There will also be a drive to sign bilateral arrangements on quantum collaboration with five further quantum nations on top of the one already in place with the US, and support for businesses working in the sector to attract investment and talent.

The UK currently has about 12 per cent of all global private equity investment in quantum and the aim is that by 2033 this will have increased to 15 per cent, while the share of the quantum market is expected to rise from the current 9 per cent to at least 15 per cent by 2033.

One factor not directly related to the development or investment in quantum technology will see the government help UK companies prepare for the impact of quantum computing. So far about 25- to-33 per cent of businesses have taken steps to prepare for quantum computing, it’s hoped by 2033 this will rise to 75 per cent of those in relevant sectors.

There will be a new network of research hubs in areas of quantum technologies and sciences to ensure the UK is at the head of future developments, as well as accelerator programmes to increase the pace of progress towards the commercialisation of quantum technologies.

To speed this up there will be training and talent programmes beyond postgraduate funding for professionals wanting to move into the field and investment in infrastructure to support both researchers and companies. Some of this will also come from a £900m investment in exascale computing to help researchers as well as investment in fundamental research and the National Quantum Computing Centre.

The strategy comes into play in 2024 but Chancellor Jeremy Hunt announced more immediate funding for certain aspects starting this year. This will see a £70m programme of missions in quantum computing, a £100m investment in R&D hubs, £25m for quantum fellowships and £15m for the government to buy quantum technologies for public use.

Secretary of state for Science, Innovation and Technology Michelle Donelan said the strategy would “make the UK the home for cutting-edge scientific breakthroughs, the best place in the world to start and grow a quantum business, a leading voice in the international quantum and tech community, and a magnet for international quantum talent”.

Harvey Lewis, partner of client technology and innovation at EY said the strategy was a “signal that the ambition to prepare for and adopt quantum technologies amongst UK businesses must now become a reality”, adding that it will have a far broader reach than those currently using it.

“The good news is the UK is well-positioned to realise the benefits of quantum,” he told Tech Monitor. “Here we have a world-class research base, a vibrant community of start-up and scale-up companies, established suppliers, and mature sectors that represent early adopters.”

“However, optimism around quantum needs to be grounded in reality as much as strategy. An important reality at the moment that needs to be holistically addressed across an array of emerging technologies is of course skills. Human-centred innovation is critical to making any transformative technology a success and we must address the shortfall in skills and talent in order for technologies like quantum and AI to be used successfully.”

Dr Graeme Malcolm OBE, CEO and founder of quantum and photonics company M Squared, says the strategy is a promising sign that the ambition of turning the UK into a science superpower could be a reality.
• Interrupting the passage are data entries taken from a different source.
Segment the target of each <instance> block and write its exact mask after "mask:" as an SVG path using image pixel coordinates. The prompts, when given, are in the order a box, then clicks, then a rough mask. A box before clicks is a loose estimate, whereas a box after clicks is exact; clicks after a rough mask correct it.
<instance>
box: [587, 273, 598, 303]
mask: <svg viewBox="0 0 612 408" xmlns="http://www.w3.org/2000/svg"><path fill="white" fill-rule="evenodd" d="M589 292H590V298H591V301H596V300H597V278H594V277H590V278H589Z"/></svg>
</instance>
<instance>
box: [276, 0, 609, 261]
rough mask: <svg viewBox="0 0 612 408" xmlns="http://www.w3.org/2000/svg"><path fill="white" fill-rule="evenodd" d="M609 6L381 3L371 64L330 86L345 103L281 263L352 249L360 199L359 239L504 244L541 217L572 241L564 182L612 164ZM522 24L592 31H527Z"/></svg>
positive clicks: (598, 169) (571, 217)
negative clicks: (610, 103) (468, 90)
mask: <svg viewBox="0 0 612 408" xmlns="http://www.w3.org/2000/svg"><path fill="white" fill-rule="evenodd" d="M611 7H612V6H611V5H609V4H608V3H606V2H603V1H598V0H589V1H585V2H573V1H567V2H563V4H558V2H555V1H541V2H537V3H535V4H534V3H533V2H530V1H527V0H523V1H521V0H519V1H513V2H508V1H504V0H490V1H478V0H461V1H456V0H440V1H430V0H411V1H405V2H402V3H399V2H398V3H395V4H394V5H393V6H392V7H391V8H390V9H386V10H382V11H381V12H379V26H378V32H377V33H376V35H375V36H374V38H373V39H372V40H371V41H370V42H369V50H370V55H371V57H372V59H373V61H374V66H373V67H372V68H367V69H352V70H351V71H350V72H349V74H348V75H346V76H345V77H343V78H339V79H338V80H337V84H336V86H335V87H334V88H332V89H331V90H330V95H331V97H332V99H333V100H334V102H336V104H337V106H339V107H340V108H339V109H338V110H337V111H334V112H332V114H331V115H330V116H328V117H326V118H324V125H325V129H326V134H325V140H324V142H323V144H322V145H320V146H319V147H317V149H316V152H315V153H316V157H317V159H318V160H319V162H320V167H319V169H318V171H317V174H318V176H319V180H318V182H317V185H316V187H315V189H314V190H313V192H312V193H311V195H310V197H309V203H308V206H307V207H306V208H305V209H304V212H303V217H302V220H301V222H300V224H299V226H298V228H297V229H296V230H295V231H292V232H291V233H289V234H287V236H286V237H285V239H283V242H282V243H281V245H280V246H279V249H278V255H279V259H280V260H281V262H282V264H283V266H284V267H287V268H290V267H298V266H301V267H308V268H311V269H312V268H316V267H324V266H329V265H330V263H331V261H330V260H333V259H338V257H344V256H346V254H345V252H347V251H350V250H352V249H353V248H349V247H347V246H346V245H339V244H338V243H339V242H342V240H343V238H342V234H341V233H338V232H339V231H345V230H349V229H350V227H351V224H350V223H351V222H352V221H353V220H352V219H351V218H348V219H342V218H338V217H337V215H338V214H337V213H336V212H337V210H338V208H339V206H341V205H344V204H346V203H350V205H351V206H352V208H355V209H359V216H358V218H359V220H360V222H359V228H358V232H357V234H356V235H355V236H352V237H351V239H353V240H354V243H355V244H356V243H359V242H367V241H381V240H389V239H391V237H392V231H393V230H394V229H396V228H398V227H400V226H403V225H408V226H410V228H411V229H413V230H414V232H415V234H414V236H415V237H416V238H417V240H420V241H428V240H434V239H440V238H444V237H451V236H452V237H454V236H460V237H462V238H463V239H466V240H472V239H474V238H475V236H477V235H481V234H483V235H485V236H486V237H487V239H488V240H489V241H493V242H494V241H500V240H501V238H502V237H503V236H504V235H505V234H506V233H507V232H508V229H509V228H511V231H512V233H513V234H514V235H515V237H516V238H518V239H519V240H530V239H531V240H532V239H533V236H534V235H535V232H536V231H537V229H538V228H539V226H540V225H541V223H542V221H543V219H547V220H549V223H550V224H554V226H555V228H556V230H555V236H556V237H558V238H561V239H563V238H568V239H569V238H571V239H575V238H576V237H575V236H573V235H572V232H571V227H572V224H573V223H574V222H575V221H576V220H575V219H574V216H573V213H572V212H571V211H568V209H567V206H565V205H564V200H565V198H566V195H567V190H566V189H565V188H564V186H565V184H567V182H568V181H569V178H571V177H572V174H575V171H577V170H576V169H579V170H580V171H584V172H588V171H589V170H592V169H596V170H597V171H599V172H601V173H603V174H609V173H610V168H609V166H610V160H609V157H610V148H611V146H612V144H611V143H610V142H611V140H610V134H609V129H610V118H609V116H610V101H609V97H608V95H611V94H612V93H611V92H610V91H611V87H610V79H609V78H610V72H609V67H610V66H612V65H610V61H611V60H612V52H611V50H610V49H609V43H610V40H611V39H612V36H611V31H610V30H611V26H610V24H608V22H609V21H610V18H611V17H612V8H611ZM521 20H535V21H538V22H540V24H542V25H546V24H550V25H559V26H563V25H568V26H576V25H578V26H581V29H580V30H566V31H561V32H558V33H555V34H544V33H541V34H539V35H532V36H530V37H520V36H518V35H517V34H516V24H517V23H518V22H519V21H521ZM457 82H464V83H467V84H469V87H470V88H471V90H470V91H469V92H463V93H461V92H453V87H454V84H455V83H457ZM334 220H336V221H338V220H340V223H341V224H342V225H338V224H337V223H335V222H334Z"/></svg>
He was particularly pleased with the investment in cutting-edge technologies in the form of the £2.5bn fund.

“The UK has the world-leading research institutes, start-ups and scale-ups needed to be a global leader in quantum – but the international race for quantum advantage is heating up, and so this funding provides welcome relief for the companies and academics at the forefront of maintaining our national competitiveness in this space,” Malcolm says.

“It was also encouraging to hear Mr Hunt recognise the importance of regional investment in innovation – it is city regions like Glasgow which have the world-class universities, skills and global supply chain companies needed to drive the UK’s economic recovery.”